A primeira nota a ressaltar sobre Priscilla é o quanto o filme tem a marca, o selo Sofia Coppola. Tanto o uso constante dos planos detalhes quanto os movimentos de câmera, além de recursos musicais muito característicos da diretora, estão presentes em Priscilla.

Sofia Coppola dedica o seu filme inteiramente a sua personagem e a delimita em suas emoções contidas, com planos executados com precisão milimétrica. Coppola mostra-se hábil no exercício de sua mise-en-scène, construindo uma personagem sólida cena a cena e demonstrando o quanto a câmera tem o poder de posiciona-la perante ao mundo. 

Uma das grandes sacadas de Sofia Coppola é  situar Priscilla Presley (Cailee Spaeny) dentro de um universo glamouroso e aprisionante. Na verdade, a diretora desconstrói em menos de duas horas a vida glamourosa da menina que como tantas sonhavam em casar com o maior nome do pop mundial, o cantor Elvis Presley. 
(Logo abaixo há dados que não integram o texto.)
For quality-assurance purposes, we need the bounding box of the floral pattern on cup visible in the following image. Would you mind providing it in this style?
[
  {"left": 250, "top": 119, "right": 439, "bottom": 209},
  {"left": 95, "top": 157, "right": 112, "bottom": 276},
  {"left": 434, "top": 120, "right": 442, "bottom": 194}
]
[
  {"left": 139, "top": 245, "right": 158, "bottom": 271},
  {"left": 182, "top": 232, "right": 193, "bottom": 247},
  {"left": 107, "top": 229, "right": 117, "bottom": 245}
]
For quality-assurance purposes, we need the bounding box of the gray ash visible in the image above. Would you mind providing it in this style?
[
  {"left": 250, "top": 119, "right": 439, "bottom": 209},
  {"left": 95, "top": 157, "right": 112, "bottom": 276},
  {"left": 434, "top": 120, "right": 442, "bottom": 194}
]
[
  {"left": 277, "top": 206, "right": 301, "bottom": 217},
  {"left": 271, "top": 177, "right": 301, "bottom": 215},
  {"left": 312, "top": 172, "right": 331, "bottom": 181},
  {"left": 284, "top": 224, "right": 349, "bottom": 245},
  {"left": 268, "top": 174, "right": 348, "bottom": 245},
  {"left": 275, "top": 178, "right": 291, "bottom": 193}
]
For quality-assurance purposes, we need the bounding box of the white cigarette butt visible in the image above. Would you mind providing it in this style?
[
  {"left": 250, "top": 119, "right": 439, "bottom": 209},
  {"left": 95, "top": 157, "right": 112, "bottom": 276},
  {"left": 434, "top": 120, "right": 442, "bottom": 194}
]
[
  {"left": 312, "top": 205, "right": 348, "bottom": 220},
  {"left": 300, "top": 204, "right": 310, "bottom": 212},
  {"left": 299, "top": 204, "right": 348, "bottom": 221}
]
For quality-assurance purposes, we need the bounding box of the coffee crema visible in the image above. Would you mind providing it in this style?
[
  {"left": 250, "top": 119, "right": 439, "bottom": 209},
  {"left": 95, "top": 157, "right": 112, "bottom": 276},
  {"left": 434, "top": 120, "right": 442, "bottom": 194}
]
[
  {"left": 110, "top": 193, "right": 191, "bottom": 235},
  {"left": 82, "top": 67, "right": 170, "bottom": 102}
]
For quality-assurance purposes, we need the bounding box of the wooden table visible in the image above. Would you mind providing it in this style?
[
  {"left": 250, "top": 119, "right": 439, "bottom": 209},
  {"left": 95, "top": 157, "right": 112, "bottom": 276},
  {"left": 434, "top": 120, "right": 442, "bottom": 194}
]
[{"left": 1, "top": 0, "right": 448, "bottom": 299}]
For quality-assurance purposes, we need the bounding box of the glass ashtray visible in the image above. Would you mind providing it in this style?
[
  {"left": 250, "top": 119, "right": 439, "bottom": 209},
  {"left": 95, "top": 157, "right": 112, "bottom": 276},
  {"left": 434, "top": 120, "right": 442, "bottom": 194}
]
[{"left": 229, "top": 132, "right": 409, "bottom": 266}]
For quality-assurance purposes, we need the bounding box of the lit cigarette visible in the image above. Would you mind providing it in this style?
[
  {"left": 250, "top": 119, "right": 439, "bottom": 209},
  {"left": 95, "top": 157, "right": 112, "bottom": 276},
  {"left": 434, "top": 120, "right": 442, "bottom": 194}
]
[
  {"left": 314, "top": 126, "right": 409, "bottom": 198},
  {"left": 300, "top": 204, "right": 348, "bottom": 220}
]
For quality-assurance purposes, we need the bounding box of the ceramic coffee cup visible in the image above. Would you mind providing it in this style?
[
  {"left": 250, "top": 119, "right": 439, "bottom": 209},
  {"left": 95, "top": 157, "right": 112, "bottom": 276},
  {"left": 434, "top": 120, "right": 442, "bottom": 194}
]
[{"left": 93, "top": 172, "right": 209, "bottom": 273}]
Algo que incomoda em Priscilla é a atuação apática de Jacob Elordi como Elvis. Talvez essa devia ser a intenção de Coppola, mostrar um personagem insosso e frio. E isso se reafirma quando a diretora opta por não inserir canções de Elvis na trilha musical, apenas nas aparições de shows ao vivo do astro.  

O machismo de Elvis é duramente retratado pela diretora, que não o poupa, inclusive enfatizando o quanto esse comportamento seria crucial para o futuro do casal. Para Coppola, Elvis tinha Priscilla como uma bonequinha de luxo, a qual ele manipulava como bem entendia. A relação deles se desenvolve entre um misto de amizade e maternidade. A mãe de Elvis morreu cedo e o cantor tinha uma nítida carência afetiva, tanto que o casal ficou anos sem fazer sexo, e não porque Priscilla assim o quisesse, mas exatamente por Elvis negar a ela o ato mais íntimo. 

Havia um nível considerável de toxidade nessa relação entre Priscilla e Elvis, já que no contexto dela o cantor não deixava de acumular diversas amantes para o seu currículo, enquanto Priscilla vivia trancafiada como uma prisioneira da família Presley na mansão Graceland. Sofia Coppola não mostra o que Elvis fazia quando estava sem Priscilla, ou melhor, apenas se utiliza de revistas e jornais para falar de seus supostos casos amorosos. Por isso, o filme também é sobre uma paixão de Priscilla, que vai lentamente desmoronando. Sofia retrata Priscilla, mas ao mesmo tempo oferece um distanciamento, o que nos passa a impressão do quanto ela deixou de viver para ser um brinquedinho na mão do astro pop. 

Priscilla pode até não ser um dos trabalhos mais expressivos de Sofia Coppola, mas é um retrato cinematográfico honesto, retratado com o devido distanciamento, afinal a maior preocupação da diretora era desconstruir o glamour na qual a vida de sua protagonista normalmente é mostrada. Priscilla é um filme afetivo, sóbrio e repleto de sororidade, realizado por uma mulher para outra mulher.